3993868 no i said i would stop

So. You will stop commenting altogether, or stop replying to me or both?

YOU DO NOT NEED TO USE CAPS FOR EMPHASIS! A simple exclamation point can get your point across!
Now for my grade:
Sentence Structure: C
Punctuation: D
Apostrophes: D-
Capitalization: D-
Tenses: D-
Spelling: B
Grammar: D-
Overall Grade: F
Did you even try? :facehoof: Obviously not.
This makes me sad :ajsleepy:

4187541

Not that this isn't terrible, but it getting an F grade from combining a bunch of other grades that are all high than an F isn't how grading is supposed to work...

Same for me as Kodeake, I really want to give this a thumbs up but that would be completely ignoring the quality. This seemed more of a story that you were trying to get out as fast as possible, as all the chapters had errors in them. In conclusion, I will leave you with a dislike, however get better and maybe someday I'll return to read your story/stories.
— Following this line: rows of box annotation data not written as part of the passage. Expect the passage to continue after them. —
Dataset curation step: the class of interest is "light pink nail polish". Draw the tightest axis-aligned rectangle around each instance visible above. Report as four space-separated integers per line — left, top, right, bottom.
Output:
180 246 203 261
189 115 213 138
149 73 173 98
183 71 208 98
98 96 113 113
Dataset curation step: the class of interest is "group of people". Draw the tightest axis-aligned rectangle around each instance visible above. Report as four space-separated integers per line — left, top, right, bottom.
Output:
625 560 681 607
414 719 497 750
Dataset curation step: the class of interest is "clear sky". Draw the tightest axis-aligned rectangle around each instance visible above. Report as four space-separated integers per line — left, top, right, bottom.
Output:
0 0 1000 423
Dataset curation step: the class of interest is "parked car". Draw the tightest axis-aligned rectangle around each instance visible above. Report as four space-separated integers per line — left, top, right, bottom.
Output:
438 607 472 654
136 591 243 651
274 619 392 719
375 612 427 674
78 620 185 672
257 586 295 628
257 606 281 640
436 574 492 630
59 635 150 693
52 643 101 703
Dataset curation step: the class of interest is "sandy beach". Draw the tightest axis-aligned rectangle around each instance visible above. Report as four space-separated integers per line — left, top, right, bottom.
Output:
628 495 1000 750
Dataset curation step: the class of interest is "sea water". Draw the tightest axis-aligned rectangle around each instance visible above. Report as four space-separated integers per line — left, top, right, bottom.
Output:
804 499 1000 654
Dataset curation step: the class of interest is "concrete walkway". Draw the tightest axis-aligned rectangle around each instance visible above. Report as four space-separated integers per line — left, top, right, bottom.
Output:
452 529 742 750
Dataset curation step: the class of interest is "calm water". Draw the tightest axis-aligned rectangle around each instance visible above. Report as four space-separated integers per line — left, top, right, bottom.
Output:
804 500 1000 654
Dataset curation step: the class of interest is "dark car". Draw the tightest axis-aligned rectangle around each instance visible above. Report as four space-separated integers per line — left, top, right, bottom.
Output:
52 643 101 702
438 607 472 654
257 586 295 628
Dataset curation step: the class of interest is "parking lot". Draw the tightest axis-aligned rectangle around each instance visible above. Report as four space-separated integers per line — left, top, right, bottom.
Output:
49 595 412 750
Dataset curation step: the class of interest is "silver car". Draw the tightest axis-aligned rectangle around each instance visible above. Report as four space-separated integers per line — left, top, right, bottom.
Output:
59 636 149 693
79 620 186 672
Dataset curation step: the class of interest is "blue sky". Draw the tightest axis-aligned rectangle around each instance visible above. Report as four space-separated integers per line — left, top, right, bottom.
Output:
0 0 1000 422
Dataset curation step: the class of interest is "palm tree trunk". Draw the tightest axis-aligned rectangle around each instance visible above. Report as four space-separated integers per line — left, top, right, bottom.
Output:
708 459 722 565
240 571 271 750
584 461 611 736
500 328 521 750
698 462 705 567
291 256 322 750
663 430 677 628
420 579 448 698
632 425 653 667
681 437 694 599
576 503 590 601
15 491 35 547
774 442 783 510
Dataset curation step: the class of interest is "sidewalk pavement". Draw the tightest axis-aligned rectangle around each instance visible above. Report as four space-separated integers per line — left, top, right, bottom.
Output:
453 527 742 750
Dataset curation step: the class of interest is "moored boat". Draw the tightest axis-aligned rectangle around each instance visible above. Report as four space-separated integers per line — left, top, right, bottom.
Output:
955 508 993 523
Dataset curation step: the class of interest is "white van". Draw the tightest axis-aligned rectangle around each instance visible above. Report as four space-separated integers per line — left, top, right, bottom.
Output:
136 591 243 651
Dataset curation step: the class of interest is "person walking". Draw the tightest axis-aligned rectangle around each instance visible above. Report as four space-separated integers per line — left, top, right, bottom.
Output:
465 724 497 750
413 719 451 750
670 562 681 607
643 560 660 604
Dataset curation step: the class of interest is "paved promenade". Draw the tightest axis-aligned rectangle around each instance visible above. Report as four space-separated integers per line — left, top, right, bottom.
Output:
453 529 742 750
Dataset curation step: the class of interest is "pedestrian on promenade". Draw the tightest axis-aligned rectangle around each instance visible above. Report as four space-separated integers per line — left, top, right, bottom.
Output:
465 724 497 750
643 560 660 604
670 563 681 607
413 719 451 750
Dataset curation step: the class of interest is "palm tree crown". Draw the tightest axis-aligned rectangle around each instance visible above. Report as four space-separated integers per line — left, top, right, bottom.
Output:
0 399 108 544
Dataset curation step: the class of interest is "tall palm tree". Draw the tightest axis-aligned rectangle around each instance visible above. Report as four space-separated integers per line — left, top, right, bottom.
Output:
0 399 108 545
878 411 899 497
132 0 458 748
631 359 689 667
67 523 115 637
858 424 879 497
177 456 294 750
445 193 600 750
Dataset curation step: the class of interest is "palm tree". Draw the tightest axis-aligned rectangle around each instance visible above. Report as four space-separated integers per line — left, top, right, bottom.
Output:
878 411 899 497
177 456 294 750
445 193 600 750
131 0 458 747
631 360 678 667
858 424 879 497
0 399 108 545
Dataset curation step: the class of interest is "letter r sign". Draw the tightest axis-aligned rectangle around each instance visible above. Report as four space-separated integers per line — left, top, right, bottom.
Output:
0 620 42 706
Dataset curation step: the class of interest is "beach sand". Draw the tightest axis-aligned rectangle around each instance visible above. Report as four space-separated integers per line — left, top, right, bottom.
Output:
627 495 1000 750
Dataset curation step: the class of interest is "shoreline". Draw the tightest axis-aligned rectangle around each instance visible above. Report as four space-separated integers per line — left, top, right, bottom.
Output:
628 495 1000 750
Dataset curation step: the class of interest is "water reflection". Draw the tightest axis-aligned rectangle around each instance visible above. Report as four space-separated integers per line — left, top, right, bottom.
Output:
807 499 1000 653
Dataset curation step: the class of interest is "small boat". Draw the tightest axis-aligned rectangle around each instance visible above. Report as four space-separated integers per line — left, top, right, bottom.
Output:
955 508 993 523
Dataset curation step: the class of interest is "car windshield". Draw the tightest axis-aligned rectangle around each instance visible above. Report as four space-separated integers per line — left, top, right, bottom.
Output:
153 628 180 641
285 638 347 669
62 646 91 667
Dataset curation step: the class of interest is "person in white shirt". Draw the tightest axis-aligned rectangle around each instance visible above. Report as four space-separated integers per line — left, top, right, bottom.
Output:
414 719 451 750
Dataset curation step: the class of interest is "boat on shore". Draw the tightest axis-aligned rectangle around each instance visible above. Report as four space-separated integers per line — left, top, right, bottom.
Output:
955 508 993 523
:facehoof: Fast phased, not that good of a build up, and a relay urgent ending. It's like you just wanted to get this story out there thus not putting any time in proofreading or editing. I'am sorry but i have to levee you a dislike
My advise is: Read some TwiDash story's that is highly rated, get a hold of a good editor and then have a goal of over 1500 words each chapter. (Makes people want to read it).
Now you don't have to follow this advise it's just the things i use for my story's (only i use TwiShy instead of TwiDash :twilightblush:)
Good luck in the future. :yay:
~Tobben

4187541
Okay, number one; that is not how grading works. You don't add up a bunch of grades higher than an F and get an F. Addition doesn't work like that! Well, unless you're using negative numbers, but still!

Second, dude, harsh much? It's obviously a first attempt at writing something serious. Low skill does not mean that the writer didn't try.

Third. If you want to leave a "grading" comment, tell them what they did wrong, why they dd it wrong, and how they can improve it, or you're just another pointless comment added to the ever-growing pile.

*ahem* comments like that make me really angry, if you couldn't tell. It's useless, pointlessly harsh, and all around stupid. if you're not going to help, and offer constructive criticism, then just keep your yap shut.

:facehoof: OTC/OCT? Really? It's OTP.

Well, dispite the grammar, build up and character... good storyline? It is your first story anyway. Hopefully I'm not too harsh. I may have to give this a down vote.

Sorry :fluttershysad:
Also this:

"I love you dahie" Twilight said

Who in the AUs is dahie?

Edit: I only Favourite the story to see if, maybe you could rewrite or edit this. The storyline is good but the quality of it... not really. I hope you can fix it one day.

Edit 2: OMG... the exclamation marks are too much! :twilightoops:. Oh, and I dunno why, but I ended up giving this an up vote when I said I would do the opposite.